Pipseeker Pipeline

Pipseeker pipeline

Pipeline overview

Each pipeline contains two processes.

PipseekerFull: Run pipseeker full on each sample.
PipseekerSummary: Summarize the results from each sample.

Input files

Each sample should have a set of fastq files, in the format of:

[
    # fastq files for sample 1
    [
        "sample1_R1.fastq.gz",
        "sample1_R2.fastq.gz",
    ],
    # fastq files for sample 2
    [
        "sample2_R1.fastq.gz",
        "sample2_R2.fastq.gz",
    ],
    ...
]

If the ids cannot be inferred from the fastq file names, or you want to use a different id than the inferred one, you can specify the ids in the input:

input = [
    # fastq files for sample 1
    [
        "sample1_R1.fastq.gz",
        "sample1_R2.fastq.gz",
    ],
    # fastq files for sample 2
    [
        "sample2_R1.fastq.gz",
        "sample2_R2.fastq.gz",
    ],
    ...
]
ids = [
    "sampleA",
    "sampleB",
    ...
]

Configurations

input: The input fastq files for each sample. See Input files for details.
ids: The ids for each sample. See Input files for details.
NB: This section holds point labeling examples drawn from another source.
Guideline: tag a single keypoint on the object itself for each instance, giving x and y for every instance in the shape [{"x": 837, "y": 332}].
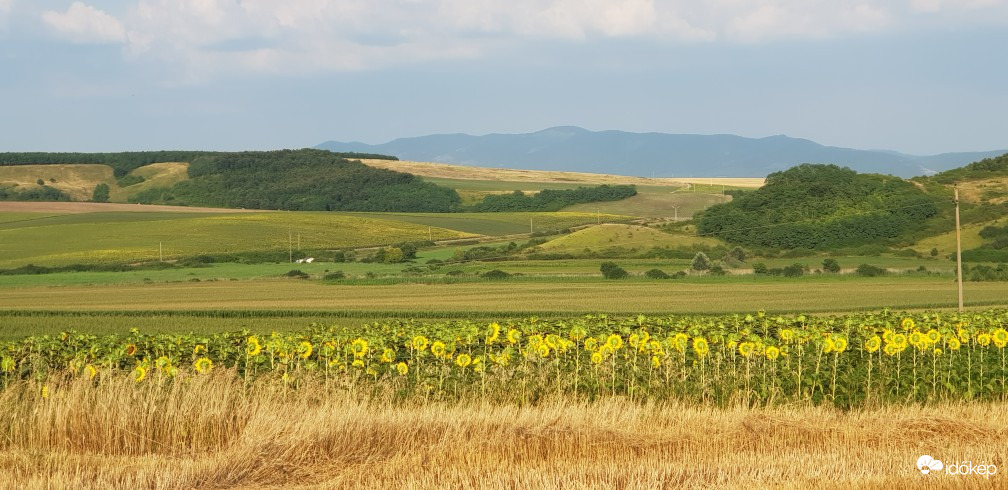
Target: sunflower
[
  {"x": 203, "y": 365},
  {"x": 679, "y": 342},
  {"x": 578, "y": 333},
  {"x": 359, "y": 347},
  {"x": 746, "y": 349},
  {"x": 786, "y": 335},
  {"x": 542, "y": 350},
  {"x": 984, "y": 339},
  {"x": 615, "y": 342},
  {"x": 513, "y": 336},
  {"x": 437, "y": 348},
  {"x": 1000, "y": 338},
  {"x": 253, "y": 348},
  {"x": 493, "y": 333},
  {"x": 701, "y": 347},
  {"x": 139, "y": 373},
  {"x": 933, "y": 336},
  {"x": 840, "y": 344},
  {"x": 419, "y": 343},
  {"x": 7, "y": 364},
  {"x": 873, "y": 343},
  {"x": 890, "y": 350},
  {"x": 304, "y": 349},
  {"x": 899, "y": 340}
]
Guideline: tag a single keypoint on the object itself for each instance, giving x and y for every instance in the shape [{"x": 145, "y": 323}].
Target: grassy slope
[
  {"x": 627, "y": 236},
  {"x": 79, "y": 180},
  {"x": 129, "y": 237},
  {"x": 497, "y": 223},
  {"x": 656, "y": 197}
]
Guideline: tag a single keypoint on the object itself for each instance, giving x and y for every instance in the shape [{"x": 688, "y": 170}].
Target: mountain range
[{"x": 573, "y": 148}]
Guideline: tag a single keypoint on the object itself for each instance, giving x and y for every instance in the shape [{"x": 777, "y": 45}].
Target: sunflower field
[{"x": 754, "y": 360}]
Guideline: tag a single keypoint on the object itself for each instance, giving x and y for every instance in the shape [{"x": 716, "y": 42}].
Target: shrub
[
  {"x": 831, "y": 265},
  {"x": 794, "y": 270},
  {"x": 701, "y": 261},
  {"x": 656, "y": 274},
  {"x": 496, "y": 274},
  {"x": 867, "y": 270},
  {"x": 612, "y": 271}
]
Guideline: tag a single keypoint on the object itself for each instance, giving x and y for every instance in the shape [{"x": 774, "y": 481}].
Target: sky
[{"x": 920, "y": 77}]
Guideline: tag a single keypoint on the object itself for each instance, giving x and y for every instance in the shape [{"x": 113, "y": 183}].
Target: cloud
[
  {"x": 83, "y": 23},
  {"x": 200, "y": 38}
]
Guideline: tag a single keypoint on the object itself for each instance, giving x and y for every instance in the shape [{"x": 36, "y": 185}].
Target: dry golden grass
[
  {"x": 446, "y": 170},
  {"x": 212, "y": 432}
]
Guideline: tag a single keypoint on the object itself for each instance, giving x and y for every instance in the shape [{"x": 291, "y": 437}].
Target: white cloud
[
  {"x": 201, "y": 37},
  {"x": 85, "y": 24}
]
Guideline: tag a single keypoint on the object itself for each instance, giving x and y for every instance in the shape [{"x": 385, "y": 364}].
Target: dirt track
[{"x": 64, "y": 207}]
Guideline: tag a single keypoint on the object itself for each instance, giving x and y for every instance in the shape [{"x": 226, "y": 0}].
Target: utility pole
[{"x": 959, "y": 252}]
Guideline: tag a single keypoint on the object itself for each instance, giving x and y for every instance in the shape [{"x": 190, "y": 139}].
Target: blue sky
[{"x": 914, "y": 76}]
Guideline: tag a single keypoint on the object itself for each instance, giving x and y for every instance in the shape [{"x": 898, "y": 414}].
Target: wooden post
[{"x": 959, "y": 253}]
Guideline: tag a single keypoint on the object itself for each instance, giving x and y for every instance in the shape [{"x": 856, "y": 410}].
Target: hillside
[
  {"x": 287, "y": 179},
  {"x": 658, "y": 154},
  {"x": 656, "y": 198},
  {"x": 821, "y": 207}
]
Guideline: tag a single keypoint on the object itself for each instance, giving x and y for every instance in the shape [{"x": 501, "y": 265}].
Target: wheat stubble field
[{"x": 216, "y": 434}]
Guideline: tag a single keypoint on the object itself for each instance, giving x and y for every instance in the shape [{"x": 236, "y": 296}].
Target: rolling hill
[{"x": 657, "y": 154}]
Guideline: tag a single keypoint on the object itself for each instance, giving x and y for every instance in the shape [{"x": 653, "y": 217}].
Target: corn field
[{"x": 748, "y": 360}]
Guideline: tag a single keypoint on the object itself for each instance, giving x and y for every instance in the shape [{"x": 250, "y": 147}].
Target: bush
[
  {"x": 656, "y": 274},
  {"x": 738, "y": 253},
  {"x": 496, "y": 274},
  {"x": 867, "y": 270},
  {"x": 701, "y": 261},
  {"x": 793, "y": 270},
  {"x": 612, "y": 271},
  {"x": 831, "y": 265}
]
Other than the input, you should provide other configurations to the processes to each individual process. Check the documentation of each process for more details.

Reference

To run the pipeline, you need to provide the reference genome for the pipseeker pipeline. You can provide the reference genome in the configuration:

[PipseekerFull.envs]
ref = "/path/to/reference"

To obtain the reference genome, please refer to:

https://www.fluentbio.com/resources/pipseeker-downloads/#-mapping-references

You can also provide cell type annotation reference:

https://www.fluentbio.com/resources/pipseeker-downloads/#annotation-references

Docker image

You can use the docker image biopipen/pipseeker-pipeline to run the pipeline. The image contains the pipseeker software and the biopipen package. It is also built with an example dataset for you to test the pipeline:

/example/example-data/Sample1_Sub_R1.fastq.gz
/example/example-data/Sample1_Sub_R2.fastq.gz
/example/example-data/Sample2_Sub_R1.fastq.gz
/example/example-data/Sample2_Sub_R2.fastq.gz

A reference for test is also provided at /example/example-data/STAR_test_index.

A sample configuration file is also provided at /biopipen/docker/pipseeker_pipeline/PipseekerPipeline.config.toml.

Note that the docker image was not built with the reference genome. You need to provide the reference genome by yourself.